The white paper provides illustrative charts to explain the impact of moderating economic growth on interest rates, the mobility of lending volumes, and trends that may influence the mortgage and housing markets.
Berliner’s research reveals that the general consensus is for slower U.S. economic growth in 2019, although few observers are predicting a recession this year. At the beginning of 2019, U.S. Treasury yields were roughly in line with their prevailing levels from January 2018, but remain high relative to sovereign debt from other developed countries. This suggests that the Fed has plenty of “ammunition” to fight a future slowdown in economic activity.
As for the outlook on lending volumes, the recent drop in rates has created expectations for an uptick in volume. This is because refi applications appear to have an inflection point around a four percent mortgage rate.
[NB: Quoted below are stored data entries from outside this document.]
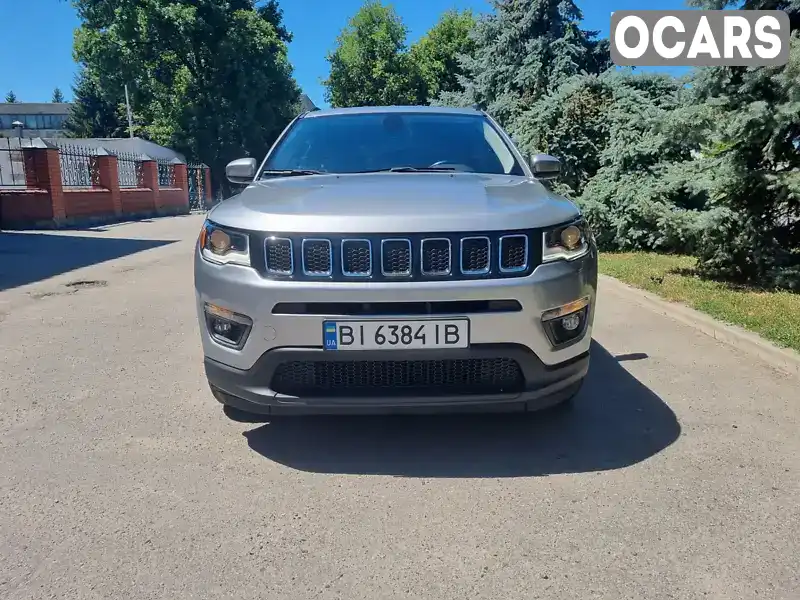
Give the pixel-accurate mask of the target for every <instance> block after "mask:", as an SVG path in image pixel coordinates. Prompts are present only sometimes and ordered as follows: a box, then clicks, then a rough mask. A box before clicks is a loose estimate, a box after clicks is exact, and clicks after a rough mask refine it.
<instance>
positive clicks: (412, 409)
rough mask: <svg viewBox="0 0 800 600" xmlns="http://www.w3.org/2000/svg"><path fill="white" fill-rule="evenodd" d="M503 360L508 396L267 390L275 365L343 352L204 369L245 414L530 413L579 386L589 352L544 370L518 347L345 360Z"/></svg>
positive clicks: (420, 393) (301, 351)
mask: <svg viewBox="0 0 800 600" xmlns="http://www.w3.org/2000/svg"><path fill="white" fill-rule="evenodd" d="M498 357H505V358H510V359H513V360H514V361H516V363H517V364H518V365H519V368H520V370H521V371H522V375H523V378H524V386H523V387H522V389H519V390H515V391H513V392H508V393H478V394H463V393H459V394H441V393H440V394H437V395H421V392H422V391H420V392H419V393H418V392H415V391H413V390H409V395H399V394H397V393H393V394H383V393H381V392H380V390H377V391H376V394H375V395H366V394H363V393H361V394H359V395H357V396H355V395H354V396H352V397H348V396H346V395H336V396H333V397H329V396H319V397H313V396H307V397H306V396H303V397H298V396H288V395H281V394H277V393H275V391H273V390H272V389H271V388H270V383H271V381H272V377H273V374H274V373H275V370H276V369H277V368H278V365H280V364H282V363H284V362H286V361H341V360H343V357H342V353H337V352H326V351H324V350H322V349H309V348H276V349H273V350H270V351H269V352H266V353H265V354H264V355H263V356H261V358H260V359H259V360H258V361H257V362H256V364H255V365H253V367H252V368H251V369H249V370H240V369H236V368H233V367H229V366H227V365H223V364H221V363H218V362H216V361H214V360H211V359H209V358H206V359H205V371H206V376H207V377H208V381H209V384H210V386H211V388H212V391H213V392H214V395H215V397H216V398H217V400H219V401H220V402H222V403H223V404H227V405H230V406H233V407H235V408H239V409H241V410H245V411H248V412H254V413H261V414H335V413H345V414H347V413H358V414H371V413H384V412H408V411H410V412H428V411H436V412H438V411H440V410H447V411H452V410H456V411H458V410H468V411H470V412H472V411H475V410H480V409H482V408H484V407H485V408H488V409H490V410H525V409H527V410H531V409H538V408H545V407H547V406H550V405H552V404H555V403H557V402H558V401H560V398H559V395H560V394H561V395H563V394H564V393H567V392H568V391H569V390H570V389H571V388H572V387H574V385H575V384H577V383H579V382H580V381H581V380H582V379H583V377H584V376H585V375H586V373H587V371H588V369H589V353H588V352H587V353H586V354H583V355H581V356H578V357H576V358H574V359H571V360H569V361H566V362H564V363H562V364H560V365H555V366H547V365H545V364H544V363H542V361H541V360H540V359H539V358H538V357H537V356H536V354H534V353H533V352H532V351H531V350H530V349H529V348H526V347H524V346H519V345H516V344H479V345H475V346H472V347H470V348H464V349H456V350H402V351H391V350H388V351H380V352H358V351H351V352H348V353H347V357H346V358H347V359H348V360H370V361H382V360H387V361H392V360H394V361H409V360H442V359H448V360H458V359H476V358H498Z"/></svg>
When rates are above four percent, the refi index is fairly insensitive to rate shifts, but when rates decline below four percent, the slope of the trend line is much steeper. With the survey rate currently around 4.40 percent, we expect that refi volumes won’t pick up without a further decline in rates.
The paper further states that MCT does not expect the Treasury yield curve (2-10s) to invert unless the Fed moves aggressively to raise funding rates this year. Given the Fed’s stated “data-driven” approach to policy, the Fed won’t raise rates in 2019 short of a noticeable acceleration in economic activity, MCT stated. If economic growth stalls, the curve could steepen as markets begin to anticipate an easing cycle.
Moving forward, without a decline in mortgage rates to around the four percent level (or below), the paper indicated that lending volumes should remain tepid, keeping pressure on lenders’ profit margins. It was noted that financial markets may continue to exhibit bouts of instability and volatility, reflecting the growth of algorithmic trading, trade tensions, and lack of Fed asset purchases.